Rising Prices Will Soon Reveal How Much Consumers Love Meat
May 3, 2022
Despite higher prices stemming from increased production costs and supply chain limitations, U.S. consumer demand for retail meat remains exceptionally strong, analysts say in a new report from CoBank’s Knowledge Exchange. Unfortunately, consumer demand for meat will be tested once again after the full effects of producer price inflation finally hit retail meat cases.
“Retail meat prices will remain elevated throughout 2022,” Brian Earnest, lead animal protein economist with CoBank, says in a release. “The sharply higher costs for feed, energy and labor have yet to fully impact wholesale and retail meat prices, but that will soon change. And as consumers notice their dollar is not going as far as it used to, they may trade down at the meat case, with chicken being the primary beneficiary.”
With combined cutout values of beef, pork and chicken climbing 22% year-over-year for the first quarter of 2022, consumers are all but certain to see higher prices in the meat case, CoBank says.
“Beef consumption has not yet declined in the face of higher prices. But as overall inflation takes a bite of consumers’ purchasing power, we may finally see a significant change in their willingness to pay for red meat,” Earnest says in a release.
If that turns out to be the case, he believes the U.S. broiler industry may be well positioned once again for modest growth and strong margins.

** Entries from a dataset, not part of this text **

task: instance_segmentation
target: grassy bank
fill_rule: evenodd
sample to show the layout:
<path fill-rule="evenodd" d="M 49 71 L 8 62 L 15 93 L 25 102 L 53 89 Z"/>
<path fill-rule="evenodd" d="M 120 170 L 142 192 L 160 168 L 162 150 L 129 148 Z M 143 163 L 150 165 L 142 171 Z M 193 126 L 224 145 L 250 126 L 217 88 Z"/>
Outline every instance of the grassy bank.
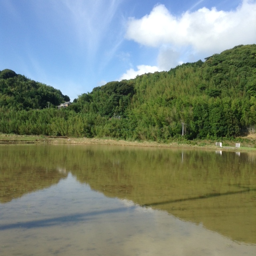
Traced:
<path fill-rule="evenodd" d="M 215 145 L 216 141 L 213 140 L 196 140 L 192 141 L 184 140 L 164 144 L 155 142 L 127 141 L 110 138 L 69 138 L 0 134 L 0 144 L 98 144 L 157 147 L 203 147 L 222 150 L 239 150 L 240 151 L 256 150 L 256 136 L 255 136 L 248 135 L 236 138 L 235 140 L 218 140 L 218 141 L 222 142 L 222 148 L 219 146 L 216 146 Z M 235 148 L 236 142 L 240 143 L 240 147 L 239 149 Z"/>

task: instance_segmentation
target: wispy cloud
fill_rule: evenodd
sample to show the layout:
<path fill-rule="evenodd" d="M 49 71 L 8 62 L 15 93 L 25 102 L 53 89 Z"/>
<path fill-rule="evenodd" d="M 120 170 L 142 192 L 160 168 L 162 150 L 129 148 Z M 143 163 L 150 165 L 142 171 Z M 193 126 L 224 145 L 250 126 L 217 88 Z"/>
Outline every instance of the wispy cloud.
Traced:
<path fill-rule="evenodd" d="M 130 68 L 126 70 L 126 73 L 123 74 L 118 79 L 121 81 L 124 79 L 130 79 L 134 78 L 138 75 L 142 75 L 146 73 L 154 73 L 159 71 L 159 69 L 156 66 L 151 66 L 146 65 L 139 65 L 137 66 L 137 70 L 135 70 L 133 68 Z"/>
<path fill-rule="evenodd" d="M 115 14 L 122 1 L 66 0 L 76 34 L 87 53 L 93 55 L 106 36 Z"/>

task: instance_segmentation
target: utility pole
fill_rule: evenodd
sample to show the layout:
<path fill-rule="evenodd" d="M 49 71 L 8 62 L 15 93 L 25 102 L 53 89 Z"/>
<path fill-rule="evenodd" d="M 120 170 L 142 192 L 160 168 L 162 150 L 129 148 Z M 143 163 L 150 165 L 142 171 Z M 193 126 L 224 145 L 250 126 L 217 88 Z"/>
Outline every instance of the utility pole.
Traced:
<path fill-rule="evenodd" d="M 182 123 L 182 136 L 184 136 L 184 124 L 185 123 Z M 186 132 L 186 131 L 185 131 Z"/>

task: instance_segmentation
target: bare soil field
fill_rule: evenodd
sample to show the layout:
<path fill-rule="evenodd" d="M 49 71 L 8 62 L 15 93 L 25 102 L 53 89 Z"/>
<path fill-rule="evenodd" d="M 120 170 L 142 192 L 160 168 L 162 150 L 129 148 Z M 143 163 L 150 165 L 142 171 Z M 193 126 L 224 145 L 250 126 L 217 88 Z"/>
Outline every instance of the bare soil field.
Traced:
<path fill-rule="evenodd" d="M 256 150 L 256 135 L 249 134 L 236 138 L 237 141 L 225 140 L 223 146 L 216 146 L 214 141 L 196 140 L 192 141 L 179 141 L 170 143 L 160 143 L 156 142 L 129 141 L 111 138 L 69 138 L 54 136 L 17 135 L 14 134 L 0 134 L 0 144 L 47 144 L 87 145 L 110 145 L 154 147 L 203 147 L 208 149 L 241 151 Z M 240 142 L 240 148 L 236 148 L 236 142 Z"/>

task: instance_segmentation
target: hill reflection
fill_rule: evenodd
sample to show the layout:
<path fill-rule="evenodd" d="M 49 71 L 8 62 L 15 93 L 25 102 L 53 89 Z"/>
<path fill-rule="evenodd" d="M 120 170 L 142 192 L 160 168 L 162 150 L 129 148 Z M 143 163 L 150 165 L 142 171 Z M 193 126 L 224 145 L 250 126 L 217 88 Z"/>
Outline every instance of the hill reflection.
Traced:
<path fill-rule="evenodd" d="M 2 203 L 49 187 L 71 172 L 106 196 L 256 244 L 256 162 L 251 154 L 50 145 L 4 146 L 0 152 Z"/>

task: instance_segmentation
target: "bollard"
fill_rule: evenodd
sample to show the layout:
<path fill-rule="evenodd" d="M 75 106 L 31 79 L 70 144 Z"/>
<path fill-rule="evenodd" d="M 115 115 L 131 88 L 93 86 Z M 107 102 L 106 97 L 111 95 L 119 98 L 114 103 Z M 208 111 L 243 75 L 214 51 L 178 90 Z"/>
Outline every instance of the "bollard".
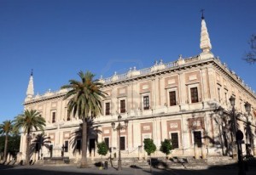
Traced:
<path fill-rule="evenodd" d="M 201 158 L 207 159 L 207 150 L 204 144 L 201 146 Z"/>
<path fill-rule="evenodd" d="M 196 144 L 194 144 L 195 159 L 199 159 L 199 150 Z"/>

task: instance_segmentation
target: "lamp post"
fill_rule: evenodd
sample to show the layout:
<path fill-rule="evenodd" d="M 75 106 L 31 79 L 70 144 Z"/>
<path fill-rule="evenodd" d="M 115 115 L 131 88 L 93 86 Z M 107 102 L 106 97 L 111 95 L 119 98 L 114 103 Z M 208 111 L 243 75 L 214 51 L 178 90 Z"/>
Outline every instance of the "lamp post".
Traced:
<path fill-rule="evenodd" d="M 237 130 L 236 127 L 236 111 L 235 111 L 235 102 L 236 102 L 236 98 L 231 96 L 230 98 L 230 102 L 232 106 L 232 116 L 233 116 L 233 131 L 234 134 L 236 134 L 236 146 L 237 146 L 237 155 L 238 155 L 238 167 L 239 167 L 239 175 L 245 175 L 246 172 L 244 171 L 243 167 L 243 162 L 242 162 L 242 158 L 241 158 L 241 141 L 242 140 L 243 134 L 240 130 Z"/>
<path fill-rule="evenodd" d="M 248 102 L 246 102 L 245 104 L 244 104 L 244 107 L 246 109 L 246 111 L 247 112 L 247 122 L 249 122 L 249 116 L 250 116 L 250 112 L 251 112 L 251 104 L 249 104 Z M 251 127 L 251 123 L 247 123 L 249 126 L 247 126 L 247 127 Z M 252 135 L 248 135 L 249 137 L 249 141 L 250 141 L 250 145 L 251 145 L 251 148 L 253 150 L 254 149 L 254 145 L 253 145 L 253 136 Z"/>
<path fill-rule="evenodd" d="M 218 107 L 218 113 L 219 115 L 219 116 L 221 117 L 221 120 L 222 117 L 223 117 L 223 113 L 224 113 L 224 109 L 223 107 L 219 106 Z M 222 130 L 222 133 L 223 133 L 223 136 L 220 137 L 220 141 L 221 141 L 221 147 L 222 147 L 222 155 L 224 155 L 224 126 L 223 126 L 223 121 L 221 121 L 219 124 L 221 124 L 221 130 Z M 220 127 L 219 127 L 219 130 L 220 130 Z"/>
<path fill-rule="evenodd" d="M 118 121 L 119 124 L 118 126 L 115 127 L 115 123 L 112 122 L 111 126 L 112 126 L 112 129 L 113 130 L 117 130 L 118 131 L 118 138 L 119 138 L 119 167 L 118 167 L 118 171 L 122 170 L 122 164 L 121 164 L 121 150 L 120 150 L 120 131 L 122 129 L 126 129 L 128 127 L 128 120 L 125 120 L 125 125 L 121 125 L 120 121 L 121 121 L 122 116 L 119 115 L 118 116 Z"/>

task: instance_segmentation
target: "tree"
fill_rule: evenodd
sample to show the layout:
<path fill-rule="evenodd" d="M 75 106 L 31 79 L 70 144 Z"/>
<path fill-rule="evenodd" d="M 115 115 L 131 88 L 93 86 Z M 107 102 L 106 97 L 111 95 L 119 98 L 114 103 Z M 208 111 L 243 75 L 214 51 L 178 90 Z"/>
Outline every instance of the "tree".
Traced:
<path fill-rule="evenodd" d="M 151 154 L 154 153 L 156 150 L 156 146 L 154 144 L 153 139 L 151 139 L 151 138 L 145 138 L 143 140 L 143 143 L 144 143 L 144 150 L 148 153 L 148 155 L 150 157 L 150 160 L 149 160 L 150 172 L 152 172 L 152 169 L 151 169 Z"/>
<path fill-rule="evenodd" d="M 250 51 L 246 53 L 243 59 L 249 64 L 254 64 L 256 62 L 256 35 L 252 35 L 248 44 L 250 45 Z"/>
<path fill-rule="evenodd" d="M 22 128 L 24 133 L 26 133 L 26 164 L 29 164 L 30 161 L 30 141 L 31 132 L 34 128 L 36 131 L 38 129 L 44 131 L 45 126 L 45 120 L 36 110 L 26 110 L 24 114 L 19 115 L 15 119 L 15 128 L 18 130 Z"/>
<path fill-rule="evenodd" d="M 4 140 L 5 136 L 0 136 L 0 152 L 4 151 Z M 10 153 L 13 156 L 15 156 L 20 150 L 20 135 L 9 134 L 8 137 L 8 149 L 7 152 Z"/>
<path fill-rule="evenodd" d="M 8 150 L 8 137 L 9 133 L 13 130 L 13 121 L 10 120 L 4 121 L 3 124 L 0 125 L 0 134 L 5 134 L 4 141 L 4 151 L 3 151 L 3 161 L 6 161 L 7 150 Z"/>
<path fill-rule="evenodd" d="M 165 139 L 163 142 L 161 142 L 160 151 L 166 155 L 166 165 L 167 165 L 166 164 L 167 155 L 171 153 L 172 150 L 172 146 L 171 144 L 171 139 Z"/>
<path fill-rule="evenodd" d="M 98 80 L 94 80 L 95 75 L 87 71 L 79 72 L 81 82 L 69 80 L 68 85 L 61 88 L 67 88 L 69 91 L 64 99 L 69 99 L 67 112 L 76 114 L 82 119 L 82 159 L 80 167 L 88 167 L 87 163 L 87 123 L 90 118 L 97 116 L 102 112 L 102 98 L 105 98 L 105 93 L 101 88 L 103 84 Z"/>

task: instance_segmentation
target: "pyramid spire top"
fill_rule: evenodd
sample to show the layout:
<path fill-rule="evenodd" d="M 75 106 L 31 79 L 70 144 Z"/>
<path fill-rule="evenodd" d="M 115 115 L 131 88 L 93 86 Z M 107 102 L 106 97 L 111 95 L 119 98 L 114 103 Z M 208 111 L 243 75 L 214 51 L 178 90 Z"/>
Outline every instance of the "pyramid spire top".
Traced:
<path fill-rule="evenodd" d="M 201 42 L 200 48 L 202 50 L 202 53 L 207 54 L 210 53 L 212 49 L 212 44 L 207 27 L 207 24 L 205 21 L 205 17 L 203 14 L 204 10 L 201 10 Z"/>
<path fill-rule="evenodd" d="M 26 99 L 31 99 L 34 95 L 34 83 L 33 83 L 33 70 L 32 70 L 32 72 L 30 74 L 29 82 L 26 89 Z"/>

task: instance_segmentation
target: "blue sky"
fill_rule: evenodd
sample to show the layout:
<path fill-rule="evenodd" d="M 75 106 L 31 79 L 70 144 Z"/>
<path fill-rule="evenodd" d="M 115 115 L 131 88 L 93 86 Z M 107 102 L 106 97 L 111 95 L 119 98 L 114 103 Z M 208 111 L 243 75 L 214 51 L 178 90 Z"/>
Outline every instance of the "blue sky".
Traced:
<path fill-rule="evenodd" d="M 35 93 L 77 73 L 97 77 L 197 55 L 201 13 L 215 56 L 256 90 L 241 58 L 256 33 L 256 1 L 0 0 L 0 122 L 23 111 L 31 70 Z"/>

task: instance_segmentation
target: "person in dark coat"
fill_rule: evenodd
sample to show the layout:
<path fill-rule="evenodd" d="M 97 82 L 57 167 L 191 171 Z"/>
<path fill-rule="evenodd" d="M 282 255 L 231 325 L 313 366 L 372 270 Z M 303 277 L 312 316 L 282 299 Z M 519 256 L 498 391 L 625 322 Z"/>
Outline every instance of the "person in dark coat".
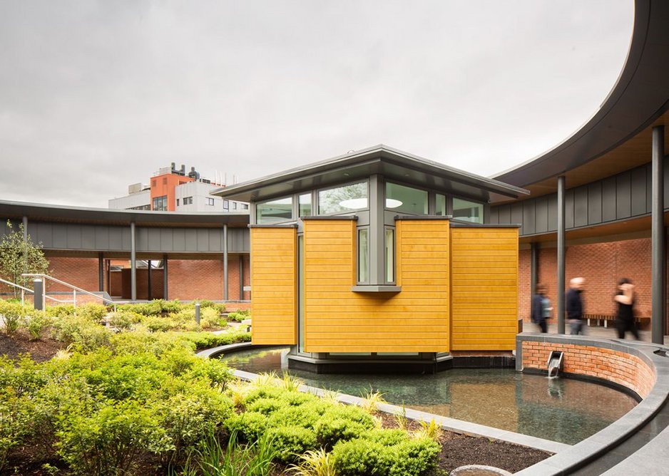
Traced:
<path fill-rule="evenodd" d="M 543 284 L 536 285 L 536 293 L 532 296 L 532 309 L 531 319 L 532 322 L 539 326 L 541 332 L 548 331 L 546 319 L 551 317 L 551 301 L 546 296 L 546 286 Z"/>
<path fill-rule="evenodd" d="M 567 320 L 569 321 L 569 333 L 576 336 L 585 334 L 583 315 L 583 293 L 586 280 L 583 278 L 573 278 L 569 281 L 569 290 L 565 296 L 565 310 L 567 311 Z"/>
<path fill-rule="evenodd" d="M 618 292 L 613 296 L 618 309 L 616 312 L 616 328 L 618 338 L 625 338 L 629 331 L 634 338 L 639 340 L 639 331 L 634 323 L 634 284 L 627 278 L 618 281 Z"/>

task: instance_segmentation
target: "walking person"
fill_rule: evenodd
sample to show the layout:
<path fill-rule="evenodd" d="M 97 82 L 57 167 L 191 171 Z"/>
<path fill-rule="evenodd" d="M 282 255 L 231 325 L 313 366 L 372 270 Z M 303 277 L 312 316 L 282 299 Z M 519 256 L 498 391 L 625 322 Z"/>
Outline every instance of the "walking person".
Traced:
<path fill-rule="evenodd" d="M 639 340 L 639 331 L 634 323 L 634 284 L 627 278 L 618 281 L 618 292 L 613 296 L 617 304 L 616 311 L 616 328 L 618 329 L 618 338 L 625 338 L 625 333 L 629 331 L 637 341 Z"/>
<path fill-rule="evenodd" d="M 546 286 L 536 285 L 536 293 L 532 296 L 532 309 L 531 319 L 532 322 L 539 326 L 541 332 L 548 332 L 548 324 L 546 319 L 551 317 L 551 301 L 546 296 Z"/>
<path fill-rule="evenodd" d="M 569 333 L 585 335 L 583 325 L 583 293 L 586 280 L 583 278 L 573 278 L 569 281 L 569 289 L 565 296 L 565 310 L 567 311 L 567 320 L 569 321 Z"/>

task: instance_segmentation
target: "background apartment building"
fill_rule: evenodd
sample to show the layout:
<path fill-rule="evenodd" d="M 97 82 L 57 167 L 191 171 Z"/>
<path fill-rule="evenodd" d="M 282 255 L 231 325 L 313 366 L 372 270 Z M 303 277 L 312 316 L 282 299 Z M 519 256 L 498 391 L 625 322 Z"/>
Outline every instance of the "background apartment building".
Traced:
<path fill-rule="evenodd" d="M 225 184 L 224 180 L 210 180 L 200 177 L 195 167 L 186 173 L 173 162 L 153 174 L 148 184 L 138 182 L 128 186 L 128 195 L 109 200 L 109 208 L 116 209 L 153 210 L 155 212 L 217 212 L 248 213 L 248 204 L 214 197 L 211 192 Z"/>

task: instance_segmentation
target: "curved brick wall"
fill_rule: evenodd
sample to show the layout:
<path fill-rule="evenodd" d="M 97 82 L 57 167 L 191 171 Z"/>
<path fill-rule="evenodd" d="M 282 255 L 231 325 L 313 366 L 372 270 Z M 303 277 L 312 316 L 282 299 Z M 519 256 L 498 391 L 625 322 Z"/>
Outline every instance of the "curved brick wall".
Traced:
<path fill-rule="evenodd" d="M 523 370 L 548 372 L 548 356 L 553 351 L 563 353 L 561 372 L 594 377 L 621 385 L 645 398 L 655 385 L 656 374 L 650 362 L 623 350 L 592 345 L 548 341 L 522 342 Z"/>

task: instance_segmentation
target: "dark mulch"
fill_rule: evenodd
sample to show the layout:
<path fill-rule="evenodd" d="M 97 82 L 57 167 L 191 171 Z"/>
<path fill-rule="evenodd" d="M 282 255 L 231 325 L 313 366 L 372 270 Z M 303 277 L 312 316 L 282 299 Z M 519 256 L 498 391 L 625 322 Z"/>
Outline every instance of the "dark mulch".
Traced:
<path fill-rule="evenodd" d="M 46 338 L 31 341 L 29 336 L 21 331 L 11 337 L 0 334 L 0 356 L 5 355 L 14 360 L 17 360 L 21 355 L 27 353 L 35 361 L 44 362 L 55 356 L 61 348 L 63 348 L 63 344 L 60 342 Z M 392 415 L 382 413 L 380 416 L 384 428 L 398 428 L 396 419 Z M 409 430 L 417 430 L 420 425 L 417 422 L 409 422 L 408 428 Z M 441 452 L 439 454 L 439 466 L 433 472 L 434 476 L 446 475 L 456 467 L 465 465 L 486 465 L 516 472 L 550 456 L 550 454 L 538 450 L 447 431 L 443 432 L 439 443 L 441 444 Z M 35 462 L 36 452 L 35 448 L 30 447 L 13 452 L 4 470 L 0 471 L 0 476 L 10 474 L 46 476 L 50 473 L 42 468 L 44 463 L 57 467 L 61 470 L 59 475 L 68 474 L 62 461 L 44 460 Z M 153 465 L 155 462 L 143 462 L 141 473 L 146 476 L 165 474 L 164 470 L 155 470 Z M 285 467 L 278 467 L 278 472 L 275 474 L 285 474 Z"/>
<path fill-rule="evenodd" d="M 34 361 L 46 362 L 63 348 L 62 342 L 47 337 L 31 341 L 29 334 L 22 330 L 11 336 L 0 333 L 0 356 L 6 356 L 12 360 L 18 360 L 20 356 L 29 353 Z"/>
<path fill-rule="evenodd" d="M 380 415 L 384 428 L 398 428 L 394 416 L 384 413 Z M 411 421 L 407 428 L 411 430 L 418 430 L 420 423 Z M 517 472 L 551 456 L 549 453 L 533 448 L 450 431 L 442 432 L 439 443 L 441 452 L 435 475 L 444 474 L 444 472 L 451 472 L 466 465 L 485 465 Z"/>

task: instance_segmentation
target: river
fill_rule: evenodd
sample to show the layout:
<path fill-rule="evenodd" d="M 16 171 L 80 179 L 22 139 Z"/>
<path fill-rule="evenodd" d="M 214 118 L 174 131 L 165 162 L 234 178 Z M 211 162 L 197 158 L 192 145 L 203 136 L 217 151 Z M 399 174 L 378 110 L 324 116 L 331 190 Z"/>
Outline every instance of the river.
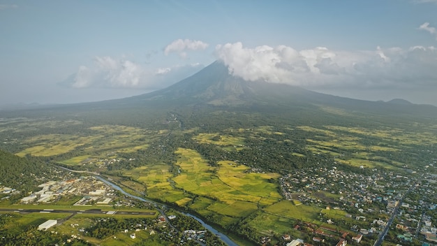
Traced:
<path fill-rule="evenodd" d="M 105 183 L 112 186 L 112 187 L 114 187 L 117 190 L 119 191 L 120 192 L 121 192 L 123 194 L 124 194 L 126 196 L 130 196 L 130 197 L 131 197 L 133 198 L 135 198 L 135 199 L 137 199 L 137 200 L 140 200 L 141 201 L 150 203 L 151 204 L 156 205 L 159 205 L 159 206 L 164 206 L 165 205 L 163 204 L 157 203 L 157 202 L 151 201 L 151 200 L 145 199 L 145 198 L 143 198 L 142 197 L 140 197 L 140 196 L 134 196 L 134 195 L 130 194 L 126 192 L 124 190 L 123 190 L 123 189 L 121 189 L 121 187 L 120 187 L 119 186 L 112 183 L 112 182 L 110 182 L 110 181 L 109 181 L 109 180 L 106 180 L 106 179 L 105 179 L 105 178 L 102 178 L 101 176 L 94 176 L 94 177 L 96 177 L 96 178 L 99 179 L 100 180 L 102 180 Z M 160 212 L 161 212 L 161 211 L 160 211 Z M 194 215 L 193 215 L 191 214 L 189 214 L 189 213 L 187 213 L 187 212 L 182 212 L 182 211 L 178 211 L 178 212 L 181 212 L 181 213 L 182 213 L 182 214 L 184 214 L 184 215 L 185 215 L 186 216 L 189 216 L 189 217 L 195 219 L 198 222 L 200 222 L 200 224 L 202 224 L 203 227 L 205 227 L 206 229 L 207 229 L 208 231 L 211 231 L 212 233 L 213 233 L 217 235 L 218 236 L 219 236 L 220 239 L 223 243 L 227 244 L 228 245 L 229 245 L 229 246 L 237 246 L 238 245 L 235 243 L 234 243 L 232 240 L 230 240 L 230 238 L 229 238 L 226 235 L 225 235 L 225 234 L 221 233 L 220 231 L 216 230 L 212 226 L 206 224 L 203 220 L 198 218 L 197 217 L 195 217 L 195 216 L 194 216 Z"/>

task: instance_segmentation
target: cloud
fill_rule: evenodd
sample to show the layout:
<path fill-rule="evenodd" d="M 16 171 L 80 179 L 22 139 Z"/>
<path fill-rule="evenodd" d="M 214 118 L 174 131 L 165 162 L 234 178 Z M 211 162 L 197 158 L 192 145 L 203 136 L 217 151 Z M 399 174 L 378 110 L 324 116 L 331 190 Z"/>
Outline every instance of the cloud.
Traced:
<path fill-rule="evenodd" d="M 427 31 L 431 34 L 434 35 L 436 36 L 436 40 L 437 40 L 437 30 L 436 30 L 436 27 L 429 27 L 429 22 L 425 22 L 421 24 L 420 27 L 419 27 L 419 29 Z"/>
<path fill-rule="evenodd" d="M 18 6 L 17 4 L 0 4 L 0 10 L 8 8 L 17 8 Z"/>
<path fill-rule="evenodd" d="M 437 4 L 437 0 L 414 0 L 415 3 L 435 3 Z"/>
<path fill-rule="evenodd" d="M 208 47 L 208 44 L 200 41 L 190 39 L 177 39 L 172 42 L 164 49 L 164 54 L 168 55 L 171 52 L 176 52 L 179 55 L 185 58 L 186 57 L 186 50 L 205 50 Z"/>
<path fill-rule="evenodd" d="M 73 88 L 139 88 L 157 89 L 184 79 L 203 68 L 200 64 L 151 68 L 127 59 L 96 57 L 92 66 L 80 66 L 60 85 Z"/>
<path fill-rule="evenodd" d="M 416 46 L 341 51 L 327 48 L 245 48 L 242 43 L 216 47 L 229 73 L 246 80 L 263 80 L 316 88 L 409 88 L 437 85 L 437 49 Z"/>

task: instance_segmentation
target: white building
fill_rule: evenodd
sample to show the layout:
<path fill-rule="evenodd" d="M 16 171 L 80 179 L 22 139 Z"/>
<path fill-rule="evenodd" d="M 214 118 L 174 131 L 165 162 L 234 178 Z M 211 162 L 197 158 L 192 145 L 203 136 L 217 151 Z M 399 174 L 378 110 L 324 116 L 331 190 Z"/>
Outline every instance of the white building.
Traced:
<path fill-rule="evenodd" d="M 57 223 L 58 223 L 58 221 L 56 219 L 49 219 L 46 221 L 45 222 L 38 226 L 38 229 L 40 231 L 47 230 L 49 228 L 54 226 Z"/>
<path fill-rule="evenodd" d="M 304 243 L 304 240 L 302 239 L 295 239 L 292 241 L 287 243 L 287 246 L 297 246 Z"/>

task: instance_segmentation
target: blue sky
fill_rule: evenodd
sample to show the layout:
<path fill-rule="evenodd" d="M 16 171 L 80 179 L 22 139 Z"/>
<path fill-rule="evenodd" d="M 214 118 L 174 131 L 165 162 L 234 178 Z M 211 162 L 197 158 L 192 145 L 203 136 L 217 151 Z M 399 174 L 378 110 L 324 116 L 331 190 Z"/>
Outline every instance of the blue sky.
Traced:
<path fill-rule="evenodd" d="M 140 94 L 216 59 L 249 80 L 437 105 L 436 27 L 437 0 L 0 0 L 0 106 Z"/>

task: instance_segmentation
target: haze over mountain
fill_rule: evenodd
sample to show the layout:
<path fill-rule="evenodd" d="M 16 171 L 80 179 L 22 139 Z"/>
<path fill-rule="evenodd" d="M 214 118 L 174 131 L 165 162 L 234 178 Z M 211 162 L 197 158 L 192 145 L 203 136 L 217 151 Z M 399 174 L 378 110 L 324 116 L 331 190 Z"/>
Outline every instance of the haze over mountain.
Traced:
<path fill-rule="evenodd" d="M 0 106 L 139 95 L 215 60 L 246 80 L 437 106 L 436 10 L 421 0 L 6 1 Z"/>
<path fill-rule="evenodd" d="M 153 92 L 94 103 L 40 106 L 32 108 L 32 113 L 48 113 L 57 109 L 60 109 L 61 114 L 88 112 L 108 117 L 108 113 L 110 113 L 114 115 L 112 118 L 119 120 L 156 113 L 165 115 L 168 112 L 179 112 L 186 117 L 203 112 L 203 117 L 208 117 L 212 112 L 223 110 L 283 115 L 284 119 L 300 117 L 308 120 L 323 117 L 368 120 L 376 117 L 384 120 L 403 118 L 410 122 L 417 117 L 437 117 L 437 107 L 413 104 L 403 99 L 388 102 L 357 100 L 262 79 L 246 80 L 230 74 L 229 67 L 221 61 Z"/>

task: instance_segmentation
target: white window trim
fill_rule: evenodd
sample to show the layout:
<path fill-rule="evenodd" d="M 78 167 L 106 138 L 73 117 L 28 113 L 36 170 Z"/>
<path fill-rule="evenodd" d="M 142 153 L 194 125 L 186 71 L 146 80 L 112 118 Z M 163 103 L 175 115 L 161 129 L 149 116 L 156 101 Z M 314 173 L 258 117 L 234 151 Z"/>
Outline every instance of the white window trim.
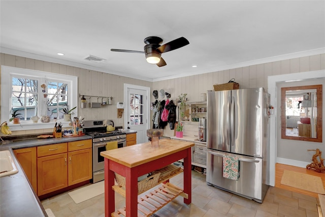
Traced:
<path fill-rule="evenodd" d="M 12 75 L 22 77 L 43 78 L 48 79 L 64 80 L 69 86 L 72 94 L 68 96 L 70 108 L 73 108 L 78 105 L 78 77 L 67 75 L 51 73 L 37 70 L 18 68 L 15 67 L 2 66 L 1 67 L 1 121 L 7 121 L 13 131 L 19 130 L 38 130 L 54 127 L 54 122 L 51 120 L 48 123 L 42 123 L 39 120 L 39 122 L 33 123 L 31 120 L 21 121 L 20 124 L 14 125 L 9 122 L 10 117 L 10 95 L 11 89 Z M 78 115 L 78 106 L 74 110 L 75 115 Z M 39 114 L 41 117 L 41 114 Z M 58 120 L 63 123 L 63 127 L 69 127 L 69 121 L 64 121 L 63 119 Z"/>

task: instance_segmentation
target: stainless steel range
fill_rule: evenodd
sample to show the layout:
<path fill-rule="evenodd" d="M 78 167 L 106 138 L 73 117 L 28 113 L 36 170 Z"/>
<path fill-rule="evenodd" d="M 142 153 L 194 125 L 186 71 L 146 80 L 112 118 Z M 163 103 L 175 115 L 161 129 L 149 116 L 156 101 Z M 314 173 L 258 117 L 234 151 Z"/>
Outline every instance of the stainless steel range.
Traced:
<path fill-rule="evenodd" d="M 126 135 L 121 130 L 107 132 L 107 124 L 114 122 L 111 120 L 87 120 L 84 121 L 83 132 L 92 137 L 92 182 L 102 181 L 104 179 L 104 157 L 101 152 L 106 150 L 106 143 L 117 141 L 118 148 L 126 146 Z"/>

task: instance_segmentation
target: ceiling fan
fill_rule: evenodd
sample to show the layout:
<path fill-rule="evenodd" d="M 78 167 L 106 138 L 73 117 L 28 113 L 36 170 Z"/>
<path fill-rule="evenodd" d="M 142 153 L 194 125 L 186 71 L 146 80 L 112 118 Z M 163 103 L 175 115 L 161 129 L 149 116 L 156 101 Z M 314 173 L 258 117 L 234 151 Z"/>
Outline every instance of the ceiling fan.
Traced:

There’s no question the primary drivers of higher and more volatile meat prices are shifting consumer purchasing patterns and market uncertainties stemming from the pandemic. But Earnest says supply challenges have also played a role. The temporary closure of beef and pork plants in 2020 led to backups in fed cattle supplies that still remain in some places today.
The nation’s beef cattle inventory remains in decline, due in part to the ongoing drought conditions in the Western U.S. and modest feeder calf prices, CoBank reports. As well, the combined cow and replacement heifer inventory has dropped by 12% since 2017. In a similar fashion, the nation’s sow herd is contracting and is down nearly 6% over the past three years, primarily due to losses sustained in 2018-19. USDA is forecasting a 2% decline in U.S. beef and pork production in 2022.
“Price volatility across the animal protein sector has become a daily headache for procurement teams to manage. While prices started 2022 in post-holiday doldrums, wholesale values were still elevated compared with pre-pandemic levels. Volatility in wholesale markets remains an obstacle for promotional planning,” CoBank says in a release.
Increased volatility in spot markets and supply instability “handcuffed” retail marketing of proteins during the 2020 grilling season.
“Featuring activity rebounded substantially in 2021 as grocers sought to hold onto the sales they gained during the pandemic. For 2022, a flight to safety from higher meat prices may be to feature value items like ground beef, hot dogs and sausage items,” Earnest says in the report.
It is likely that retail meat departments’ focus will shift to profit margin over volume sales this year, as grilling season enters full swing. This means consumers will see increased creativity in the meat case, CoBank reports.
"Rather than vying for consumer dollars through aggressive price points, 'no price' features will be an attractive solution," Earnest says.